Casi un secuestro

Escrito por el 11 Enero 2019

Por J.Díaz.

Hay una canción de Serú Giran que solía cantar fuerte. Se llama Viernes 3 am y es una metáfora de un suicidio. “Y llevas el caño a tu sien, apretando bien las muelas. Y cierras los ojos y ves, todo el mar en primavera”. Jamás pensé que me identificaría. Todo partió a la 3, pm eso sí, de un domingo. ¿Por qué mencionar la canción? Porque como dice la letra, recuerdo el caño en mi sien y cómo apreté fuerte las muelas.

He vivido 22 años en el mismo barrio, en la misma casa, en la misma pieza. Estudié trece de esos en el colegio que está a quince minutos de mi casa, di mi primer beso en la esquina de mi pasaje, choqué un auto dos cuadras más al sur. Sin embargo, hoy ninguna de esas experiencias me ata al lugar que me vio crecer. Porque dejar el nido debiese ser una articulación natural de la vida, sin embargo, mi única motivación para irme es abandonar el miedo que siento cada vez que camino por el barrio.

La violencia nunca tocó mi puerta, me crié bajo el código de comportamiento periférico basado en mantener cerca al volao de la esquina, entregar siempre un paquete de fideos al que pide, ser cordial con cualquier vecino, porque más vale amigos que enemigos. Nunca tuve miedo de caminar de noche, de esperar la micro sola en el paradero, ni de usar el teléfono a vista y paciencia de cualquiera.

Pero una tarde mientras caminaba junto a una amiga a comprar papas fritas y frente a la plaza donde probé mis primeros cigarros, nos trataron de raptar. Recuerdo el estruendo del frenazo del cedan blanco, el “hola chiquillas”, el forcejeo, las 10 lucas para las frituras cayéndose, el grito desesperado de mi amiga pidiendo ayuda, mis brazos delgados pero firmes tratando de ayudarla, el tirón del cuello de mi abrigo, el frío del arma en mi frente, el “quédate piola pendeja”, mis patadas que botaron la pistola, nuestros pasos acelerados buscando seguridad, y por sobre todo, la veintena vecinal mirando.

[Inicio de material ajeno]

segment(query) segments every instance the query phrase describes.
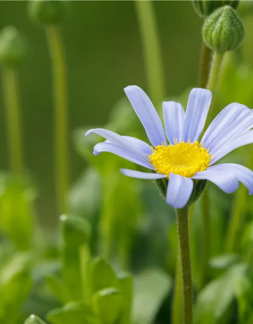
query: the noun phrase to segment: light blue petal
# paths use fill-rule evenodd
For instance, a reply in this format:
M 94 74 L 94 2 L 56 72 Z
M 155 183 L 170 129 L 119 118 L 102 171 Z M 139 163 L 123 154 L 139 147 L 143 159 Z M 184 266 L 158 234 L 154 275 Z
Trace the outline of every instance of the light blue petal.
M 140 155 L 147 161 L 149 160 L 147 155 L 144 152 L 142 152 L 140 150 L 140 147 L 138 145 L 137 145 L 136 144 L 133 143 L 133 141 L 130 141 L 125 137 L 121 136 L 114 132 L 111 132 L 111 131 L 108 131 L 108 130 L 105 130 L 103 128 L 95 128 L 90 130 L 86 132 L 85 135 L 86 136 L 88 136 L 91 133 L 94 133 L 94 134 L 100 135 L 102 137 L 104 137 L 112 143 L 121 145 L 122 146 L 128 148 L 131 152 L 135 152 L 136 154 L 138 154 L 138 155 Z
M 98 155 L 102 152 L 109 152 L 116 155 L 125 158 L 131 162 L 136 163 L 139 166 L 142 166 L 145 168 L 154 170 L 154 167 L 151 163 L 149 163 L 140 155 L 137 155 L 133 151 L 123 147 L 118 144 L 113 143 L 108 143 L 103 142 L 99 143 L 94 146 L 93 153 L 95 155 Z
M 200 136 L 211 103 L 212 93 L 209 90 L 194 88 L 189 96 L 184 125 L 184 140 L 193 143 Z
M 135 170 L 130 170 L 128 169 L 121 169 L 120 171 L 125 176 L 131 177 L 131 178 L 137 178 L 138 179 L 154 180 L 156 179 L 162 179 L 167 177 L 167 175 L 160 173 L 148 173 Z
M 231 103 L 225 107 L 215 117 L 204 133 L 201 140 L 204 147 L 207 148 L 217 137 L 239 116 L 242 116 L 250 109 L 239 103 Z
M 145 154 L 149 155 L 152 152 L 151 146 L 144 141 L 139 140 L 139 138 L 132 137 L 132 136 L 123 136 L 123 137 L 129 140 L 133 144 L 138 146 L 140 150 L 143 152 Z
M 236 177 L 230 173 L 222 165 L 207 168 L 204 171 L 197 172 L 192 179 L 206 180 L 213 182 L 227 193 L 235 191 L 239 186 Z
M 212 152 L 213 159 L 210 165 L 214 164 L 236 148 L 251 143 L 253 143 L 253 131 L 249 131 L 236 137 L 234 137 L 231 140 L 228 141 L 215 151 L 214 153 Z
M 253 193 L 253 172 L 246 167 L 235 163 L 224 163 L 215 166 L 217 169 L 220 167 L 223 172 L 233 174 L 243 183 L 248 190 L 249 194 Z M 211 167 L 210 168 L 214 168 Z
M 173 145 L 174 139 L 178 142 L 183 140 L 185 110 L 182 105 L 175 101 L 162 103 L 166 135 L 170 143 Z
M 160 145 L 167 143 L 164 130 L 161 119 L 150 99 L 140 88 L 129 86 L 124 92 L 142 122 L 152 145 Z
M 193 181 L 171 172 L 166 194 L 166 201 L 175 208 L 183 208 L 187 204 L 193 188 Z
M 253 110 L 249 109 L 247 112 L 241 114 L 234 123 L 217 137 L 209 146 L 210 153 L 214 154 L 223 146 L 227 146 L 229 141 L 246 133 L 252 127 Z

Porque mis esfuerzos de años por mantener cerca al volao, todos los paquetes de fideos regalados, la cordialidad con los vecinos, no habían servido de nada. Ahí estábamos solas, a pesar de la decena de ojos que nos enfocaban.

Si no hubiera sido por un auto que interceptó a los agresores, quizá las secuelas hubieran sido peores que el daño de los roces de la ropa.

Tras el incidente llamamos a los pacos, y en las dos horas que demoraron en llegar, nos comimos las  papas fritas con mucho ketchup. No dijimos nada, solo comíamos rápido. Dos días después, mientras caminaba al paradero me sentía más vulnerable que nunca. Miraba continuamente a las personas que andaban detrás mío y cada vez que veía un auto blanco, sentía que mi corazón dejaba de latir.

Dejé de querer a estas calles, adquirí mi primer gas pimienta y aprendí a usar las llaves de mi casa como una manopla. Aprendí a caminar rápido y muy atenta. Aprendí que ahora el miedo se había convertido en mi hogar.